“Fundamental failures” by police investigating the victims of serial killer Stephen Port probably cost lives, according to damning inquest conclusions.
The families of the four young, gay men killed by sex predator Port called for the police watchdog to reopen its investigation into the Metropolitan Police’s handling of the case after none of the 17 officers involved were disciplined, with seven even being promoted.
The relatives said they were “elated” at the jury findings but renewed accusations that police prejudice played a part in their failure to listen to their concerns.
The Metropolitan Police apologised over the “devastating” findings, and the police watchdog confirmed it is considering reopening its inquiry into the bungled original investigations.
On Friday, the inquest jury found officers in Barking, east London, missed repeated opportunities to catch Port after he plied first victim Anthony Walgate with a fatal dose of date-rape drug GHB and dumped his body.
Port struck three more times before he was finally caught, killing each victim in near-identical circumstances, with police failing to link him to the deaths despite detective work carried out by the victims’ family and friends that would lead them to the culprit.
Officers had denied accusations of prejudice and homophobia, instead blaming mistakes on being understaffed and lacking resources, with some acting up in senior positions.
Jurors at the inquests into the deaths of Mr Walgate, 23, Gabriel Kovari, 22, Daniel Whitworth, 21, and 25-year-old Jack Taylor concluded police failings “probably” contributed to the deaths of the three last victims, all of whom were unlawfully killed.
In written conclusions, the jury acknowledged officers’ “heavy workload” but said there were failures that “cannot be overlooked”.
The jury said: “We believe there were fundamental failures in these investigations, which were at a basic level.”

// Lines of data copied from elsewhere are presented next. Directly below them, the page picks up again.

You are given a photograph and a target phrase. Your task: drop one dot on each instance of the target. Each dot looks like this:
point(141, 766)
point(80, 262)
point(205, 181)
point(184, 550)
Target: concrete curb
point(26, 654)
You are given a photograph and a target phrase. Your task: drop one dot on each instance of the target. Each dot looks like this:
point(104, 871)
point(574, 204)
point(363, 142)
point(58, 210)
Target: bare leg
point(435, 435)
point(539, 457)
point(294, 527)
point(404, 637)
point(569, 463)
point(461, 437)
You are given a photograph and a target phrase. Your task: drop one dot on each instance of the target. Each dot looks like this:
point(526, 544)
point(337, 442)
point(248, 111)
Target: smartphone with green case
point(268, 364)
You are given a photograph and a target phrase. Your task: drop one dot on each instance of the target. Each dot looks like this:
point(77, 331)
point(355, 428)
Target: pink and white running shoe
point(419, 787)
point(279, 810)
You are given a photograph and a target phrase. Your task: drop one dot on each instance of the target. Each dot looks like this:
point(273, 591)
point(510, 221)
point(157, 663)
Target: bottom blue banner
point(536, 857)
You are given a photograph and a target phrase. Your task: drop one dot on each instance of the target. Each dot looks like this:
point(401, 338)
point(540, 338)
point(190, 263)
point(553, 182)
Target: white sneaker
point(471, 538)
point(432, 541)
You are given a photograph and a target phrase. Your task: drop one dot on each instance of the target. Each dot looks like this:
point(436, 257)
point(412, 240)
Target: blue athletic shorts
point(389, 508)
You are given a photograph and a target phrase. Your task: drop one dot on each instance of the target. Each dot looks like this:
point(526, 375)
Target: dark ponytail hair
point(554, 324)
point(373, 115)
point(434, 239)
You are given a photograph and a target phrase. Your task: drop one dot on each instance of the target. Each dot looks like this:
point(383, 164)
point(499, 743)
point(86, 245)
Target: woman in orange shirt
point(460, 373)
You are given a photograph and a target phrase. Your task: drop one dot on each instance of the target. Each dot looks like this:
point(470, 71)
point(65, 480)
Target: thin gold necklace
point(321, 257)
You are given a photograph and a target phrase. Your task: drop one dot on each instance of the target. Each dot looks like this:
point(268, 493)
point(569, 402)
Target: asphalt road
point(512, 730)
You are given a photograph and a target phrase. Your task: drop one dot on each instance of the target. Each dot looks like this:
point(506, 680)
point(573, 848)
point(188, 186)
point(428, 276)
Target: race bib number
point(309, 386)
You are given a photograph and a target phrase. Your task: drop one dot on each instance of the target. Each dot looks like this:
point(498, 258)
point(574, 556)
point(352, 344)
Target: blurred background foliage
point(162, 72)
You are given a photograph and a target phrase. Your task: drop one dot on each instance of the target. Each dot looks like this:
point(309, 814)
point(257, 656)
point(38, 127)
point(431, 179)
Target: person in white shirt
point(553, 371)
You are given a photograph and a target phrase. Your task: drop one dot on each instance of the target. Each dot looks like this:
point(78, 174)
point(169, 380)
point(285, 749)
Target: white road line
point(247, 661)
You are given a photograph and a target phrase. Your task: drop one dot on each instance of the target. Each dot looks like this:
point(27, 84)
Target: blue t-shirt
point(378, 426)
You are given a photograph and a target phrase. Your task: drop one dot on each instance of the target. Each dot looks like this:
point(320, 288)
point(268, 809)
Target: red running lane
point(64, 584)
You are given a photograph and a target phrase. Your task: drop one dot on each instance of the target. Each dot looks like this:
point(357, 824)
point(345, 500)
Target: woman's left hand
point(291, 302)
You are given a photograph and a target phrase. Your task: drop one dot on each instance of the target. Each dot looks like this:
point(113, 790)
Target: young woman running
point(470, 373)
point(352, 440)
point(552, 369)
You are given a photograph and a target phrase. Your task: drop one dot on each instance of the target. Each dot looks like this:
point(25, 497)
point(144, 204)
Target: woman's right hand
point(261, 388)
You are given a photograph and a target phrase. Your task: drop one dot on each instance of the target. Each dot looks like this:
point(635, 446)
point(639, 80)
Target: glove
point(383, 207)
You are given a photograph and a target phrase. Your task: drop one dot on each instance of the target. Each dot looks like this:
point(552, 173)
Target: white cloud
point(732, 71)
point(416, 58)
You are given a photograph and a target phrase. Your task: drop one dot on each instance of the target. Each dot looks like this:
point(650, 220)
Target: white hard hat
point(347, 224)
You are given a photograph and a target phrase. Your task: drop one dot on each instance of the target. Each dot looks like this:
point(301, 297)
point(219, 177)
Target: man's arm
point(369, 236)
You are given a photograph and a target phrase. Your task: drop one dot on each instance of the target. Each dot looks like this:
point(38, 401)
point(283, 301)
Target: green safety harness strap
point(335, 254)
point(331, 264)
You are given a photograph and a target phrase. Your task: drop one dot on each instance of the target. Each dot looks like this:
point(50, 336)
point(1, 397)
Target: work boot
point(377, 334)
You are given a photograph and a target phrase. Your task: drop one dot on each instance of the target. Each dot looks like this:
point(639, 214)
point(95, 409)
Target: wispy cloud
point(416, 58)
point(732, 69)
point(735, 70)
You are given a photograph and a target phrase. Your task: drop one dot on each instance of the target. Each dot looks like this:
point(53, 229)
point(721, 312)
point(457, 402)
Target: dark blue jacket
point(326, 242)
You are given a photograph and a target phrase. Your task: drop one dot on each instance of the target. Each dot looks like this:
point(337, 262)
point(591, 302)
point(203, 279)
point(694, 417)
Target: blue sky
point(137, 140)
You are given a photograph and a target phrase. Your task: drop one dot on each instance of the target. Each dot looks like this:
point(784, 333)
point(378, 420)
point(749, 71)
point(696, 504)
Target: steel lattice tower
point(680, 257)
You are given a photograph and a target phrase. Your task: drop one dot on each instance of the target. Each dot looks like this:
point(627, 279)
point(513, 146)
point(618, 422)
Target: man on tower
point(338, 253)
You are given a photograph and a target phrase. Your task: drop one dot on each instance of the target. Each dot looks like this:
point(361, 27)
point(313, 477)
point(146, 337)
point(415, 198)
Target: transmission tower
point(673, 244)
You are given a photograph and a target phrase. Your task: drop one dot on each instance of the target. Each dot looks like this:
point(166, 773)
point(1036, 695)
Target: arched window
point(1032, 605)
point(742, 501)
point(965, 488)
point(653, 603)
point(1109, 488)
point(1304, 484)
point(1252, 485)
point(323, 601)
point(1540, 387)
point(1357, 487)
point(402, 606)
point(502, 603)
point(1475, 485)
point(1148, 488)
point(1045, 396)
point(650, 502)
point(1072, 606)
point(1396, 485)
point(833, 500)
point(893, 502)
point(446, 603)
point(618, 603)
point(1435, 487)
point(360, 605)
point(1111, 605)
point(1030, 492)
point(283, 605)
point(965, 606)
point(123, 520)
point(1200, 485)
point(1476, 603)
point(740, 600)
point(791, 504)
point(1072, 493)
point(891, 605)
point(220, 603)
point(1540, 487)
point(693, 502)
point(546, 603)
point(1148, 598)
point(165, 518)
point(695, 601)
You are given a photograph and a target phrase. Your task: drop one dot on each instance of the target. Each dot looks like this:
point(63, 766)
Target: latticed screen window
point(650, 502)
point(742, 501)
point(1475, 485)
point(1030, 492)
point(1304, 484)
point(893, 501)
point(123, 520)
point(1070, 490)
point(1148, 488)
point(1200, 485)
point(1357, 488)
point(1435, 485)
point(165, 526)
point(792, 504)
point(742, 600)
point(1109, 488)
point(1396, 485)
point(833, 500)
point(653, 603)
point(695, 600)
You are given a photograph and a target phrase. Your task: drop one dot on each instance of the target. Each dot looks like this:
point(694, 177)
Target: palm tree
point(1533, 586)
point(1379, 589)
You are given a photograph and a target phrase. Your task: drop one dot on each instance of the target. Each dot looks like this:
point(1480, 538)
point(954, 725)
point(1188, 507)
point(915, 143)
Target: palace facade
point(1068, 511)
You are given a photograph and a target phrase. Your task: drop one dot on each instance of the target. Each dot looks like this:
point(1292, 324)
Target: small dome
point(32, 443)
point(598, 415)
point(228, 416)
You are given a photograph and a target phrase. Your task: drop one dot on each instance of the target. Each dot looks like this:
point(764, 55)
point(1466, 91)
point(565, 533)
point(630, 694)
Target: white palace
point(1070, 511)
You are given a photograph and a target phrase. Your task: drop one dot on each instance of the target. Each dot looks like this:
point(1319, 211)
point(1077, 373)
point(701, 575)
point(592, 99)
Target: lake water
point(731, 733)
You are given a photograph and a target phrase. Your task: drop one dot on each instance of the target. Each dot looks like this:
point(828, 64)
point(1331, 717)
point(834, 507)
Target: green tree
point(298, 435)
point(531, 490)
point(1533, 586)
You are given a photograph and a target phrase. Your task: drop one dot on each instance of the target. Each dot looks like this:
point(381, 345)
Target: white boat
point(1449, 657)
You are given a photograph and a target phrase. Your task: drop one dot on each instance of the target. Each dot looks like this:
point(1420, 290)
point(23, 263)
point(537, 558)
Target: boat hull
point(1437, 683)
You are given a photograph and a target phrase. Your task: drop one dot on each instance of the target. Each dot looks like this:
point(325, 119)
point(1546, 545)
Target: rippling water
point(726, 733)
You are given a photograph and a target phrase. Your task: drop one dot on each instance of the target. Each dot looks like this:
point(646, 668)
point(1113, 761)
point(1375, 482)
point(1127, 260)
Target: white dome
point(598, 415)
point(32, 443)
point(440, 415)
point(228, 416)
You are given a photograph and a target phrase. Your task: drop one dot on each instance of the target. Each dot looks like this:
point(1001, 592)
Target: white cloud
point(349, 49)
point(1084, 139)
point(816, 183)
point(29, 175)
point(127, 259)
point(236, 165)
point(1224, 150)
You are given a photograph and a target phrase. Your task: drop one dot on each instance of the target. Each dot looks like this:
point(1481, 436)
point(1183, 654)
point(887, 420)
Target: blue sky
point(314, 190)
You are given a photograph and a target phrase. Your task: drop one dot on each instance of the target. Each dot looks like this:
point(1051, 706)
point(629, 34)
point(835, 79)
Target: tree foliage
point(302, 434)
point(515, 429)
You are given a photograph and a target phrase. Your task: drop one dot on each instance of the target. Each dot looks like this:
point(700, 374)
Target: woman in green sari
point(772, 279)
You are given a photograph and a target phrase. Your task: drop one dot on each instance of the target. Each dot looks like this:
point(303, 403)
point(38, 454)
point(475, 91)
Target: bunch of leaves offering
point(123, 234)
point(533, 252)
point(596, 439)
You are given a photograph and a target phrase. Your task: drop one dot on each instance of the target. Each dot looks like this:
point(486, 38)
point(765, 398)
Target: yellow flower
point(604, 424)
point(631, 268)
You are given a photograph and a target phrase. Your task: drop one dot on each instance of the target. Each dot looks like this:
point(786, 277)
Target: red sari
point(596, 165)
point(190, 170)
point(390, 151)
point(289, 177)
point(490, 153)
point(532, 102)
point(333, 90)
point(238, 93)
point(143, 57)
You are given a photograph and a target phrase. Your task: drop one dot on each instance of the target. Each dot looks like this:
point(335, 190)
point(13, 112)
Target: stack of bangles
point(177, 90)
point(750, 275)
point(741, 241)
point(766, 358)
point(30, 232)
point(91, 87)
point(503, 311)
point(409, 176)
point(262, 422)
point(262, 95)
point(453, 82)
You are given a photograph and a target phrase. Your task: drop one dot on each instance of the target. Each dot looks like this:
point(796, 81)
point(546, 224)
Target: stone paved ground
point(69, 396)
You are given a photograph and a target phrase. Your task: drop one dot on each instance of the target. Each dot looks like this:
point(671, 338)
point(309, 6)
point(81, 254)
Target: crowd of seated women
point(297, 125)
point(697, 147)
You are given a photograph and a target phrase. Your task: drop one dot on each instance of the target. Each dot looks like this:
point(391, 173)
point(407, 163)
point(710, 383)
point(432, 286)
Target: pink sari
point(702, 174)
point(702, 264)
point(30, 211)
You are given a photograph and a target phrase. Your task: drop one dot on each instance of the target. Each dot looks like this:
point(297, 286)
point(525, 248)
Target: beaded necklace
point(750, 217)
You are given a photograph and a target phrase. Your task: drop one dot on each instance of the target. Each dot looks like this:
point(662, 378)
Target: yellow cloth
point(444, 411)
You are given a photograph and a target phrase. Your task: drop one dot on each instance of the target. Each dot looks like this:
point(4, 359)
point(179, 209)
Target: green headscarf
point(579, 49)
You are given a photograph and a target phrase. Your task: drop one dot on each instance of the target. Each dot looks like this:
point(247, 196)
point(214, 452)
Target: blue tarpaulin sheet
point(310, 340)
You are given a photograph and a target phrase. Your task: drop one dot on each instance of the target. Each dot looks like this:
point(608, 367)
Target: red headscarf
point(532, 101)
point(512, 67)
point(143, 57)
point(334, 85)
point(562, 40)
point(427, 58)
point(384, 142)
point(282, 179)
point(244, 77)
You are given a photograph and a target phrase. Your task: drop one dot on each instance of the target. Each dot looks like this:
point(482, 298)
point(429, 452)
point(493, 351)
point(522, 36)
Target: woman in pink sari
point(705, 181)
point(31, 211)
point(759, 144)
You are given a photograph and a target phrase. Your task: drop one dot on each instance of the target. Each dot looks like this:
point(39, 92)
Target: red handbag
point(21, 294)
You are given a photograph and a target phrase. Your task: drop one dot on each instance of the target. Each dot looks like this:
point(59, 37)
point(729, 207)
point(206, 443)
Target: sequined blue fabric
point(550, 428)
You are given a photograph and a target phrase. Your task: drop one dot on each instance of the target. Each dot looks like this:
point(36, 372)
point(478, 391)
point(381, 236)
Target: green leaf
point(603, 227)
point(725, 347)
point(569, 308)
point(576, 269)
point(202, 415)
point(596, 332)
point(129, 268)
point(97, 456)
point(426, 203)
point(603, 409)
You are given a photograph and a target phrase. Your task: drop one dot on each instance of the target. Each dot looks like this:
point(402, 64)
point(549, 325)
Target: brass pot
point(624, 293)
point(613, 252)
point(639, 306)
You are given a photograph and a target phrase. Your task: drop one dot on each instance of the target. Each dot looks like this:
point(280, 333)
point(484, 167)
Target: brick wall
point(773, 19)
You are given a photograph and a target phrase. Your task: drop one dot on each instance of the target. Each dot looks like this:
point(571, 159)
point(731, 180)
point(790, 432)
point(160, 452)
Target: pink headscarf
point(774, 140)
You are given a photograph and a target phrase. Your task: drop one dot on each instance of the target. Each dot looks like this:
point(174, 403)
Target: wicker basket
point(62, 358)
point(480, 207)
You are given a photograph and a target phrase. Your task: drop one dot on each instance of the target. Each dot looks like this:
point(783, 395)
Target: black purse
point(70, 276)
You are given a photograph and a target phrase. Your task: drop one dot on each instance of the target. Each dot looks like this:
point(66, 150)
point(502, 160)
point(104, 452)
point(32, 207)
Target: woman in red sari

The coroner, Sarah Munro QC, said a prevention of future deaths report would published in the new year, as the inquests had raised a “number of serious concerns”.
Afterwards, Mr Taylor’s sister Donna called on the Independent Office for Police Complaints (IOPC) to “rip up” its report and reopen the investigation into the officers involved.
She said she feels strongly about the issue of homophobia, which the coroner had ruled the jury could not make a finding on for legal reasons.
Ms Taylor said: “Every one of the boys was not treated like individual humans and we have said that they were discriminated against from the very beginning.
“The way they were seen as a druggie, homeless, gay. It’s not acceptable.”
Mr Walgate’s mother, Sarah Sak, called for officers responsible for the failings to be disciplined and even sacked.
She said the jurors’ conclusion is a “massive victory” but she is “disappointed” they were not allowed to consider prejudice.
Mrs Sak said: “If Anthony, Gabriel, Daniel and Jack had been girls found in such close proximity there would have been an outcry. There would have been a lot more investigation – and there just wasn’t.”
Mr Whitworth’s partner, Ricky Waumsley, said: “I absolutely stand by that they were being homophobic towards these four victims and making general assumptions that they’re all young, gay men who take drugs.”
Assistant Commissioner Helen Ball issued an apology on behalf of the Met but rejected the families’ claim that homophobia played a part.
She said: “We don’t see institutional homophobia. We don’t see homophobia on the part of our officers. We do see all sorts of errors in the investigation, which came together in a truly dreadful way.”
The conclusions followed eight weeks of hearings at Barking Town Hall in which police admitted failing to carry out basic checks, send evidence to be forensically examined, and exercise professional curiosity during the 16-month killing spree from June 2014 to September 2015.
Port, 46, a bus depot chef, will die in prison after being handed a whole life sentence at the Old Bailey for the murders and a string of sex assaults.
Since the inquests began, a new alleged victim has come forward to say they believe they were drugged and sexually assaulted by Port in the same period.
Port’s killing spree began when he hired fashion student Mr Walgate, from Hull, as an escort.
Instead, Port killed him, dragged his body outside and called 999 anonymously, claiming to have found him collapsed as he was passing.
Requests were rejected for a specialist homicide team to take over the case, which was instead left in the hands of borough officers.
A basic check on the police national database would have flagged up Port as a suspected rapist and his involvement in a suspicious incident at Barking station days before.
Port’s laptop computer, which would have revealed his obsession with rape pornography, was not examined for many months.
Port was charged with perverting the course of justice and given bail.
It meant he was free to kill three more young men who were dumped in or near St Margaret’s churchyard in Barking.
The victims’ families had repeatedly raised concerns the deaths were suspicious but police failed to listen.
Many loved-ones carried out their own investigations before an officer involved in the Walgate probe recognised Port with his final victim on CCTV.